International Computer Science Institute Talks Talks at the International Computer Science Institute
"A Whole Sentence Maximum Entropy Language Model" (and other statistical language modeling projects at Carnegie Mellon University)

Roni Rosenfeld
Carnegie Melon University
Roni_Rosenfeld alf11.speech.cs.cmu.edu

Friday, December 19, 1997 2:00 - 4:00 p.m.

Starting with a brief introduction to statistical language modeling, I will proceed with a short summary of several ongoing language modeling projects at my lab.
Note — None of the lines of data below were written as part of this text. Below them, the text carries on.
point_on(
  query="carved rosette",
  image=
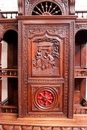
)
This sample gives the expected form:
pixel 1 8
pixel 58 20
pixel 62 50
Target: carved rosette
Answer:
pixel 46 98
pixel 31 4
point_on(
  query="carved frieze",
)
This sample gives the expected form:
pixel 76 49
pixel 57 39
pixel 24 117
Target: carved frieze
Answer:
pixel 38 127
pixel 80 26
pixel 31 4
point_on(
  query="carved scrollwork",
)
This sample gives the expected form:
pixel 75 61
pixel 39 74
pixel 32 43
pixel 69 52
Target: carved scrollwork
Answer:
pixel 44 59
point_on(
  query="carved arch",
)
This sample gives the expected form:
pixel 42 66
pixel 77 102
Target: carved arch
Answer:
pixel 29 5
pixel 4 28
pixel 79 27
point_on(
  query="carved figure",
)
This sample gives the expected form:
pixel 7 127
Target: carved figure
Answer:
pixel 38 58
pixel 50 59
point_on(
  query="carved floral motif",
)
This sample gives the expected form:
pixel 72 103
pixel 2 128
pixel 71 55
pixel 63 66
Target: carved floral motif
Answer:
pixel 44 62
pixel 31 4
pixel 80 27
pixel 45 98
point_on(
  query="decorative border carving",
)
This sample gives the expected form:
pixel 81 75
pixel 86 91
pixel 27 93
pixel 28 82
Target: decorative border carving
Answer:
pixel 30 4
pixel 6 27
pixel 33 127
pixel 20 67
pixel 71 75
pixel 80 26
pixel 38 29
pixel 72 6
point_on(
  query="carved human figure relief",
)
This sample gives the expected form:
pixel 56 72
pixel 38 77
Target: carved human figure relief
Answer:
pixel 46 57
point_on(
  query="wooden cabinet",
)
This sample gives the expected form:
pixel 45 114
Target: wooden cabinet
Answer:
pixel 47 67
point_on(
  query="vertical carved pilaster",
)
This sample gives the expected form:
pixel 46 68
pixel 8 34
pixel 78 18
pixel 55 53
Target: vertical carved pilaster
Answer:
pixel 72 6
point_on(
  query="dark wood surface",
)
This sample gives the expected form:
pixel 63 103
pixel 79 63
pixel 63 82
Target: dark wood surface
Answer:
pixel 46 69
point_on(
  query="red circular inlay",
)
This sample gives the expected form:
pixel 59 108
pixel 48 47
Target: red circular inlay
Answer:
pixel 45 98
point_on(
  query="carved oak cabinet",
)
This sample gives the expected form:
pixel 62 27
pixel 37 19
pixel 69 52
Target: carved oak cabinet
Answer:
pixel 44 72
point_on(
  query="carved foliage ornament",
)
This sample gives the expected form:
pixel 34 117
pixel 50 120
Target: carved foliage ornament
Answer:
pixel 79 27
pixel 45 58
pixel 35 7
pixel 46 8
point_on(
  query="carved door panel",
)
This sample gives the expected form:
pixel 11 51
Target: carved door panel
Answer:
pixel 46 74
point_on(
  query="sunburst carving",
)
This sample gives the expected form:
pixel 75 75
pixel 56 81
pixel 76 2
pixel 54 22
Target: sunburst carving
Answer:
pixel 46 8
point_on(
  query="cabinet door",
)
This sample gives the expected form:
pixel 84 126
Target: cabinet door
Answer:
pixel 47 69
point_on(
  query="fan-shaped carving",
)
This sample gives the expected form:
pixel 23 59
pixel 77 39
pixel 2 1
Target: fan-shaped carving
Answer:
pixel 46 8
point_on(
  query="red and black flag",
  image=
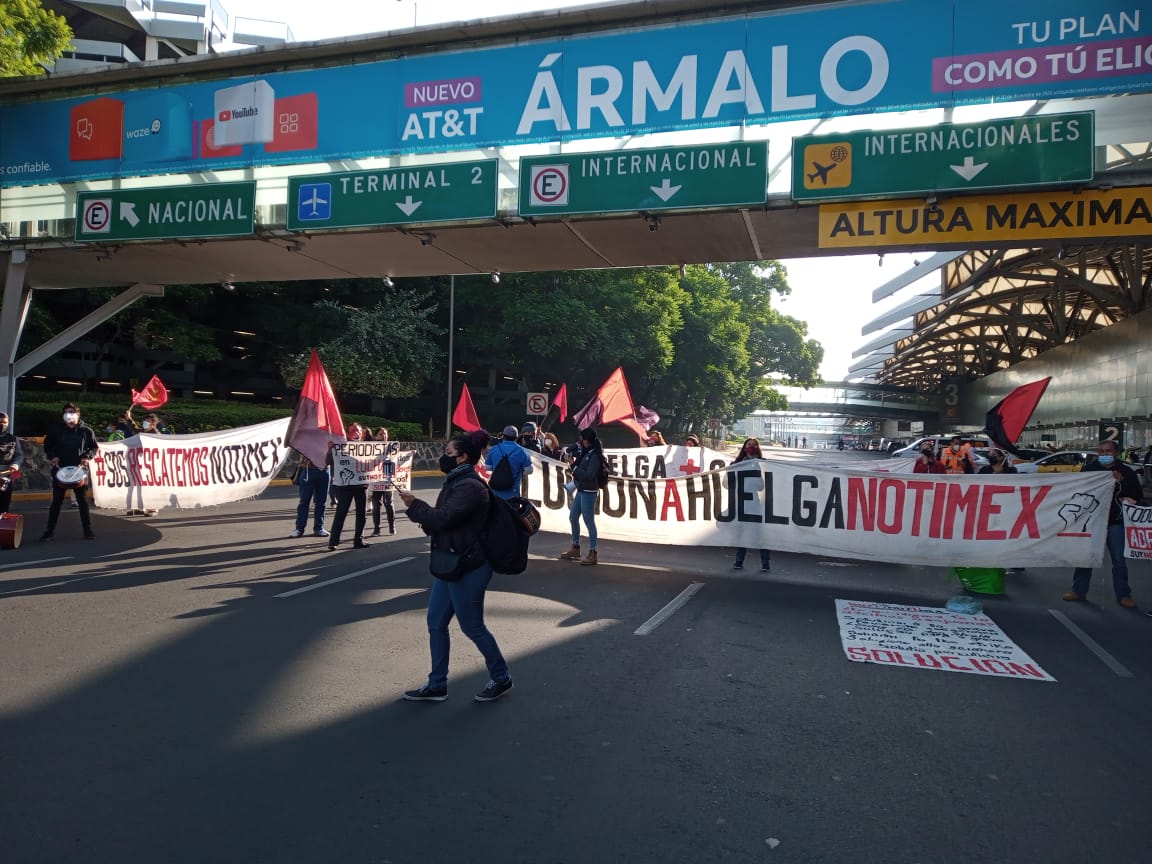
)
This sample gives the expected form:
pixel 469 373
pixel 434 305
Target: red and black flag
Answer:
pixel 1005 422
pixel 317 417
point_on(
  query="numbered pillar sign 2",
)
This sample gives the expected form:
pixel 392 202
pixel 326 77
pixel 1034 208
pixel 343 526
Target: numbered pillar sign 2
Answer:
pixel 1113 431
pixel 537 403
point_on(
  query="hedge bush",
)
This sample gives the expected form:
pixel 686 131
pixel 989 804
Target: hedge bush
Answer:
pixel 36 412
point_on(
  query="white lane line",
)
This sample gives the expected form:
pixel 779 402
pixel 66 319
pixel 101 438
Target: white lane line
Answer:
pixel 1092 645
pixel 29 563
pixel 668 611
pixel 346 577
pixel 51 584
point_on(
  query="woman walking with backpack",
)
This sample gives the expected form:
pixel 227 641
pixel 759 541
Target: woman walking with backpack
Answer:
pixel 588 464
pixel 460 568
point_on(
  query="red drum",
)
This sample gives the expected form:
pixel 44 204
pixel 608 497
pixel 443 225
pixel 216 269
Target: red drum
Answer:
pixel 72 477
pixel 12 530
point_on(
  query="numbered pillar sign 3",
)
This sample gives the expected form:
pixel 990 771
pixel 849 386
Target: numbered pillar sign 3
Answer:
pixel 537 403
pixel 949 398
pixel 1113 431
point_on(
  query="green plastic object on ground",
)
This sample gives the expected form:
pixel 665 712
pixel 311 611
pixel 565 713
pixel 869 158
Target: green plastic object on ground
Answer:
pixel 980 580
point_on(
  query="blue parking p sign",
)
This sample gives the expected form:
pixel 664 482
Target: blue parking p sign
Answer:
pixel 315 203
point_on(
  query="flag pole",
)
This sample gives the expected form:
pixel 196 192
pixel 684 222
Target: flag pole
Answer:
pixel 452 333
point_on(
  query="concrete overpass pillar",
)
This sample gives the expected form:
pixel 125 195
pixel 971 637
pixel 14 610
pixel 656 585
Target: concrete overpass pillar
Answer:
pixel 17 297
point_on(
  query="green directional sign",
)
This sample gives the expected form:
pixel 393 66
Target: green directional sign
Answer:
pixel 210 210
pixel 445 192
pixel 1008 153
pixel 626 181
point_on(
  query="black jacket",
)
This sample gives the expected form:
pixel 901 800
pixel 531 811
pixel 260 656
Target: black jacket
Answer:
pixel 588 469
pixel 1128 486
pixel 459 516
pixel 69 444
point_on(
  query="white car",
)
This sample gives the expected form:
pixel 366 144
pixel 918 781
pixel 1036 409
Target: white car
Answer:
pixel 1058 462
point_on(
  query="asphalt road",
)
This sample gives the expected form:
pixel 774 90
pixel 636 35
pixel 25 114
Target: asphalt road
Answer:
pixel 163 700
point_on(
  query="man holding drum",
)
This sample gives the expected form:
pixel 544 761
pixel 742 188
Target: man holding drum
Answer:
pixel 69 445
pixel 12 457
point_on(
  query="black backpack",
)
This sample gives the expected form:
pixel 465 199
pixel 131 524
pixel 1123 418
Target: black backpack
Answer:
pixel 501 477
pixel 507 530
pixel 601 472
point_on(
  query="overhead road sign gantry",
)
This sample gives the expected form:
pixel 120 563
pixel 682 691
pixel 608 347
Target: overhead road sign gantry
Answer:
pixel 177 212
pixel 442 192
pixel 1041 150
pixel 627 181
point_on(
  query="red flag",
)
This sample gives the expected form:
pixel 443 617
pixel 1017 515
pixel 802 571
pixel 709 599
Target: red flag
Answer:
pixel 153 395
pixel 561 402
pixel 612 402
pixel 464 416
pixel 1007 419
pixel 317 417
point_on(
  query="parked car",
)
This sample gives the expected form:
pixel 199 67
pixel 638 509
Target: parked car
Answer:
pixel 914 449
pixel 1056 462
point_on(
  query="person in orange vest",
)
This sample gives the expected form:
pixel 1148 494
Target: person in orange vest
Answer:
pixel 957 457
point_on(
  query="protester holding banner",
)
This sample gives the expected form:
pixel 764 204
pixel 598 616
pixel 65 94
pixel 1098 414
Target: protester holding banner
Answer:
pixel 383 495
pixel 346 494
pixel 751 449
pixel 69 444
pixel 957 457
pixel 1127 490
pixel 461 570
pixel 926 462
pixel 506 482
pixel 552 448
pixel 313 493
pixel 586 465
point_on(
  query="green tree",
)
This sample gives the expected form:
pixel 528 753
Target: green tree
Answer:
pixel 29 36
pixel 386 349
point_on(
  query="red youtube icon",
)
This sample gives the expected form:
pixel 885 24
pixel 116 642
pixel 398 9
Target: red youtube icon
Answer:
pixel 297 123
pixel 97 130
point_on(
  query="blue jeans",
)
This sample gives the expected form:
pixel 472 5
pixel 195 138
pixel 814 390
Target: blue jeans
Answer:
pixel 583 503
pixel 313 492
pixel 765 558
pixel 1083 575
pixel 464 599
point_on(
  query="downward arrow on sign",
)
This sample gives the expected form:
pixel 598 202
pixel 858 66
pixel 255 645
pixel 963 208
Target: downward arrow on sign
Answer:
pixel 969 169
pixel 408 206
pixel 665 190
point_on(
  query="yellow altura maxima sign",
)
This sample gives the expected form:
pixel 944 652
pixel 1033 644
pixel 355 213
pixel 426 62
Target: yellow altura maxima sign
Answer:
pixel 1055 215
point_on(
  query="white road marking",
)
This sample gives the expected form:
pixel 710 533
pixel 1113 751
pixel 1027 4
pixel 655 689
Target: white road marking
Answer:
pixel 29 563
pixel 346 576
pixel 1092 645
pixel 668 611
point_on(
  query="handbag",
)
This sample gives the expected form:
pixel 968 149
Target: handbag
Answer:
pixel 447 565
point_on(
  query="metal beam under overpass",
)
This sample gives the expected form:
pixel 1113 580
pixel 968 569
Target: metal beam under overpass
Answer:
pixel 914 274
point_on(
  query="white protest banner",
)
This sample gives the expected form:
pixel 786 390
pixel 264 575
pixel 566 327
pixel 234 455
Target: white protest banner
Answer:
pixel 937 520
pixel 381 465
pixel 152 472
pixel 922 637
pixel 1137 531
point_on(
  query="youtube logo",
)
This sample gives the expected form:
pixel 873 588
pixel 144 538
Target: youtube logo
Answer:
pixel 297 123
pixel 97 130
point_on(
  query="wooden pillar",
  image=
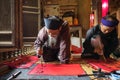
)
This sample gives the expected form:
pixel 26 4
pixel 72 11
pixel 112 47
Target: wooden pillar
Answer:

The bulk of my talk will describe a new kind of language model, which models whole sentences or utterances directly using the Maximum Entropy (ME) paradigm. The new model is conceptually simpler, and more naturally suited to modeling whole-sentence phenomena, than the conditional ME models proposed to date. By avoiding the chain rule, the model treats each sentence or utterance as a ``bag of features'', where features are arbitrary computable properties of the sentence. The model is unnormalizable, but this does not interfere with training (done via sampling) or with use. Using the model is computationally straightforward. The main computational cost of training the model is in generating sample sentences from a Gibbs distribution. Interestingly, this cost has different dependencies, and is potentially lower, than in the comparable conditional ME model.

This talk will be held in the Main Lecture Hall at ICSI,
1947 Center Street, Sixth Floor, Berkeley, CA 94704-1198
(on Center between Milvia and Martin Luther King Jr. Way).